Is there a binary classifier?

Hello. I’ve used OTB quite a few times using LargeScaleMeanShift along with TrainVectorClassifier and Vector Classifier Tools.

When I have done this previously I have created outputs with multiple different land cover types.

However now I am looking into carrying out a classification whereby I only need to output one class.

I was wondering in order to save time with creating training data whether there is an option where I only need the input of the class I am interested in and then only that class will be identified (without requiring training for the other landcover classes).

Is there some kind of binary classifier or other option where I can do this?


If I understand well, you want to create a mask (one versus all) to identify one specific land cover. But you would like to use a pre-trained multi-class classifier and filter the right class, is that right ?

Depending on the data you use (optical images ? which bands ?) and the class you want to detect, you would better train a new model to obtain that mask.

Otherwise, you could also filter the output of your multi-class mask, but I think working on a simpler and more robuste “one-versus-all” classifier would give better results.

OTB provides very classic supervised learning algorithms and they can perform either multi-class or single-class classification tasks.

Do not hesitate to give more context !

Best regards,


Hello Yannick. I’m basically trying to map areas of a specific type of vegetation using Sentinel 2 imagery. Previously I have carried out land cover classifications whereby I have identified all the different land cover types in my area of interest and classified all of them.

I now have a requirement whereby I only need to map one land cover type. My idea to save time was to see if there is an algorithm that will accept only one training class as input and then will separate that class out from the rest of the image. The reason for this is I thought I could save time with creating training samples for one class only rather than include the other classes.
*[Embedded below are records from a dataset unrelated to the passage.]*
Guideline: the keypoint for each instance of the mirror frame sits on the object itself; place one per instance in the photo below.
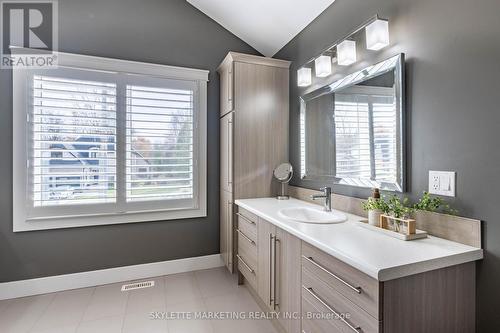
(396, 63)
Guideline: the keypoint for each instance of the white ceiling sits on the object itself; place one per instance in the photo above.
(266, 25)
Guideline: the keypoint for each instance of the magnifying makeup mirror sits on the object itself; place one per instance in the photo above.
(283, 173)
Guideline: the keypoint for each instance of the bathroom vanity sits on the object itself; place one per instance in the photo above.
(361, 280)
(253, 133)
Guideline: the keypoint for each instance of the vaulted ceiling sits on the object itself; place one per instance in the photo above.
(266, 25)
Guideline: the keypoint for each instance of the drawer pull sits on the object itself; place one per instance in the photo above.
(245, 236)
(245, 218)
(245, 264)
(313, 294)
(311, 260)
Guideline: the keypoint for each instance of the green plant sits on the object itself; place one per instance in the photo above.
(433, 204)
(376, 204)
(399, 208)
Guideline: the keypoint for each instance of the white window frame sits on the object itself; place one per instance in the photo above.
(21, 137)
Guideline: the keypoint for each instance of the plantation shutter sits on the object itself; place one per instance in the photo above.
(352, 136)
(73, 141)
(159, 143)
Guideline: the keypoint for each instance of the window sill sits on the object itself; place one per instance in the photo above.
(22, 224)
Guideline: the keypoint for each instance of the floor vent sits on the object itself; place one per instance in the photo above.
(138, 285)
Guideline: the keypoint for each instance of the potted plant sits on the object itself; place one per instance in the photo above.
(375, 208)
(399, 209)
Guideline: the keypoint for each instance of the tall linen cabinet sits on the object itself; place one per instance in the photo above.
(253, 134)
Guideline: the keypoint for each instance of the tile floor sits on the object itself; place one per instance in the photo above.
(107, 309)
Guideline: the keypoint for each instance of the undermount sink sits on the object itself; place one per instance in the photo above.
(311, 215)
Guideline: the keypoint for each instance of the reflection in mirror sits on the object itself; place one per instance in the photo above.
(351, 131)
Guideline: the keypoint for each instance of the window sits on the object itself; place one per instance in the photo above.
(366, 136)
(103, 141)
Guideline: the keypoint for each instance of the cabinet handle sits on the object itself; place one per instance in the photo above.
(229, 85)
(313, 294)
(245, 264)
(245, 218)
(245, 236)
(229, 234)
(229, 153)
(271, 300)
(275, 297)
(350, 286)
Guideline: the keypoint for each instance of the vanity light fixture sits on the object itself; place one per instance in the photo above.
(377, 35)
(344, 50)
(323, 66)
(346, 53)
(304, 77)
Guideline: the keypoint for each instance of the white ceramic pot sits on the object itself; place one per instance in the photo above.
(374, 217)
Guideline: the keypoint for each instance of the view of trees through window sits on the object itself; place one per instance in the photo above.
(76, 130)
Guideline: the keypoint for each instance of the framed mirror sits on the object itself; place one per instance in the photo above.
(352, 131)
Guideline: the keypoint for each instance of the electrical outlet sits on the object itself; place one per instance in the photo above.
(442, 183)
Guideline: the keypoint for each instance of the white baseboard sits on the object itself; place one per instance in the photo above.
(51, 284)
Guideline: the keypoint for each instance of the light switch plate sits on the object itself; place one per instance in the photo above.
(442, 183)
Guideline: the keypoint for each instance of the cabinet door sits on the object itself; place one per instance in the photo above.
(226, 152)
(265, 240)
(226, 89)
(288, 280)
(226, 229)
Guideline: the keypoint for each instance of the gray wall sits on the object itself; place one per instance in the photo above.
(453, 63)
(159, 31)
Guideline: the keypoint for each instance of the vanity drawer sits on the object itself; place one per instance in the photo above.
(330, 301)
(311, 323)
(358, 287)
(247, 268)
(247, 229)
(248, 246)
(247, 222)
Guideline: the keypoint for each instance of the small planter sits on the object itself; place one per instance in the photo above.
(400, 225)
(374, 216)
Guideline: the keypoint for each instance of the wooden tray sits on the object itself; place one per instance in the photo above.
(419, 234)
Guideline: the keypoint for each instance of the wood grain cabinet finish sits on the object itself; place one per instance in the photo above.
(348, 281)
(253, 129)
(291, 276)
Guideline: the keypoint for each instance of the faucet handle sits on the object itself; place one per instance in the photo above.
(327, 190)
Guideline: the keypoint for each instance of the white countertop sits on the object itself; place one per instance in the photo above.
(377, 255)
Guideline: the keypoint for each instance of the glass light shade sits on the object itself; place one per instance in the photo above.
(304, 77)
(323, 66)
(346, 53)
(377, 35)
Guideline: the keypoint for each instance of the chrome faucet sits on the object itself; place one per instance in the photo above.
(327, 195)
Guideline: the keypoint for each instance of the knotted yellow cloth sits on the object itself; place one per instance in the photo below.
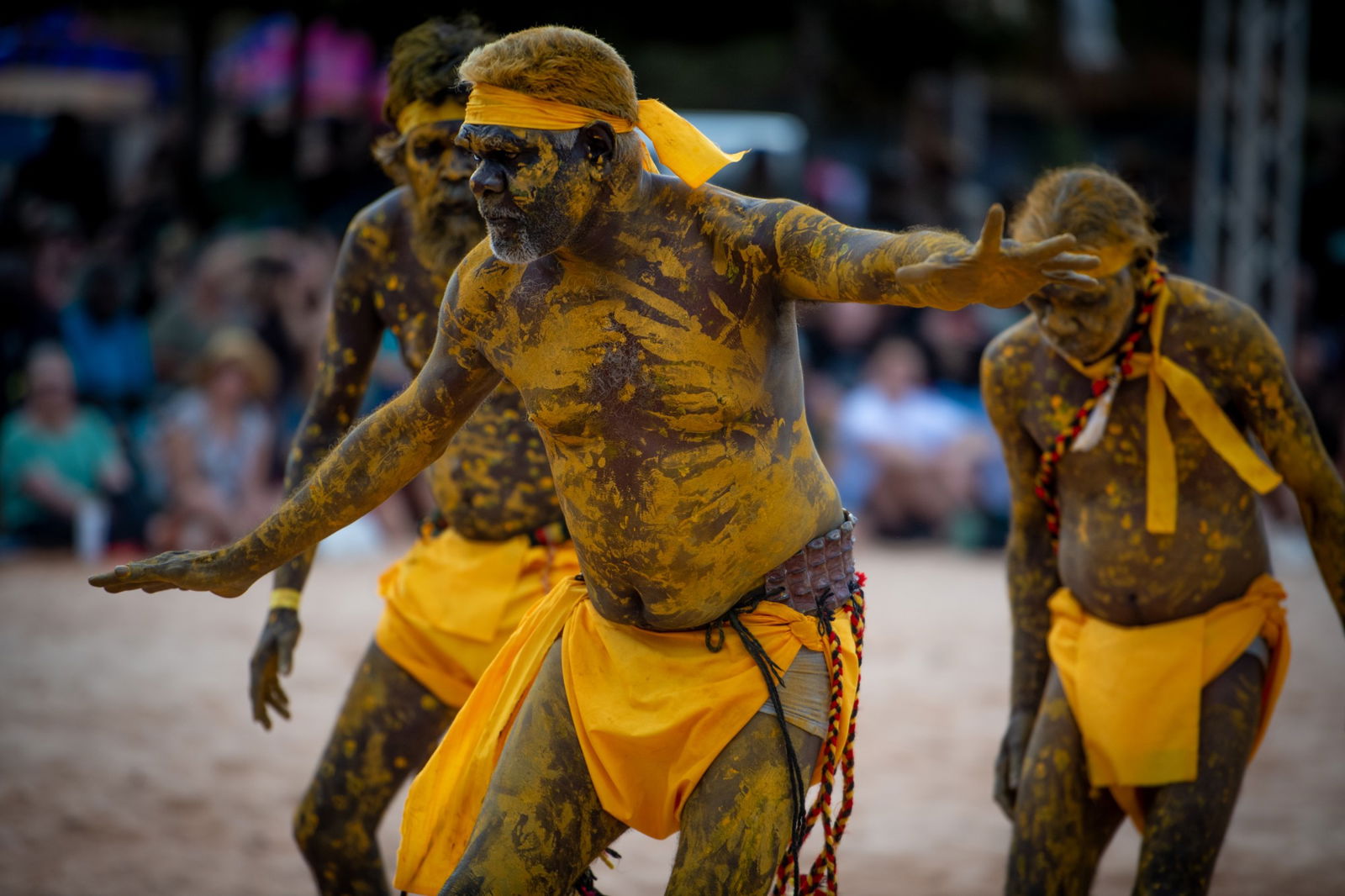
(454, 602)
(1199, 405)
(688, 152)
(1134, 690)
(420, 112)
(651, 709)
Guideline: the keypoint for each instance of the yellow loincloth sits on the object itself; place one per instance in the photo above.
(452, 603)
(651, 709)
(1136, 690)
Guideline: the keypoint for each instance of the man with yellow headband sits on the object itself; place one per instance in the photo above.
(498, 535)
(1149, 640)
(704, 667)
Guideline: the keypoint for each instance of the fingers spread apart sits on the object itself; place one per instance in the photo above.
(992, 232)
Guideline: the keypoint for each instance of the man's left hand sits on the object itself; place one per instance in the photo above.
(215, 571)
(1001, 272)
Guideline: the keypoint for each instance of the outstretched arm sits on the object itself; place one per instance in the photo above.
(1033, 575)
(824, 260)
(381, 455)
(347, 354)
(349, 351)
(1277, 414)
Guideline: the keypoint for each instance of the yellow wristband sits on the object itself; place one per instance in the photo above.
(284, 598)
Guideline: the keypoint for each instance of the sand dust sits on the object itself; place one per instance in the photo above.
(129, 762)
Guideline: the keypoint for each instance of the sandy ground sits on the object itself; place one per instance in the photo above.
(129, 762)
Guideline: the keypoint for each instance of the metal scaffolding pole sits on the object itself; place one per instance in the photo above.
(1248, 154)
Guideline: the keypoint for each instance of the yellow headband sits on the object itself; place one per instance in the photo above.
(688, 152)
(420, 112)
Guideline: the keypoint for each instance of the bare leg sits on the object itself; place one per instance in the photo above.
(1060, 829)
(388, 728)
(736, 824)
(1187, 822)
(541, 824)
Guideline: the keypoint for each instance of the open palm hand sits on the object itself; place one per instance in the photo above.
(1001, 272)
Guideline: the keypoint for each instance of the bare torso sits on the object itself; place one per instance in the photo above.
(493, 482)
(1116, 568)
(667, 389)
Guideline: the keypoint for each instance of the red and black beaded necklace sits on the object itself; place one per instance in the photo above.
(1147, 298)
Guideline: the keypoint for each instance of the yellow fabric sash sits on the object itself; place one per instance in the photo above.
(651, 709)
(420, 112)
(1134, 690)
(688, 152)
(454, 602)
(1199, 405)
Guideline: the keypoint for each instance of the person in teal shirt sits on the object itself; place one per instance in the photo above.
(60, 463)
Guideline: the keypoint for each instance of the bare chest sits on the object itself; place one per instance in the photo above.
(620, 356)
(407, 299)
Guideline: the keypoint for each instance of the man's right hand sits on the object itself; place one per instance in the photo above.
(273, 656)
(1013, 748)
(222, 571)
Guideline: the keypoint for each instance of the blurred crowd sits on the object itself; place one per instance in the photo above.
(163, 280)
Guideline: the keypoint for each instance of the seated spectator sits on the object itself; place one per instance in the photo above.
(61, 466)
(215, 447)
(108, 343)
(905, 455)
(213, 298)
Is there an algorithm that does this?

Sorry for the delay…
Basically most machine learning classification algorithms can discriminate one or several classes, so you could adapt your pipeline by only learning your specific class and the background (all the other former classes).
But I’m not sure it’s the best solution, because sometimes it can be very tricky for a classifier to distinguish a very specific class (let’s say, evergreen forest) from all the other classes (let’s say shrublands+wet lands+grass+water+urban areas…). If you do so, I bet there will be many confusions between evergreen forest class and the other vegetation classes.
So if your first classification performs well, maybe you would better filter and extract the specific class from your land-cover map, instead of learning a new model.
If your specific class has a very distinctive spectral response (for instance, water versus main land has a very specific reflectance in Near Infrared bands), then you can try to train a single class classifier.

Hope that helps ! Best regards,


Thanks for the clarification. I think I will stick to the usual way of doing it.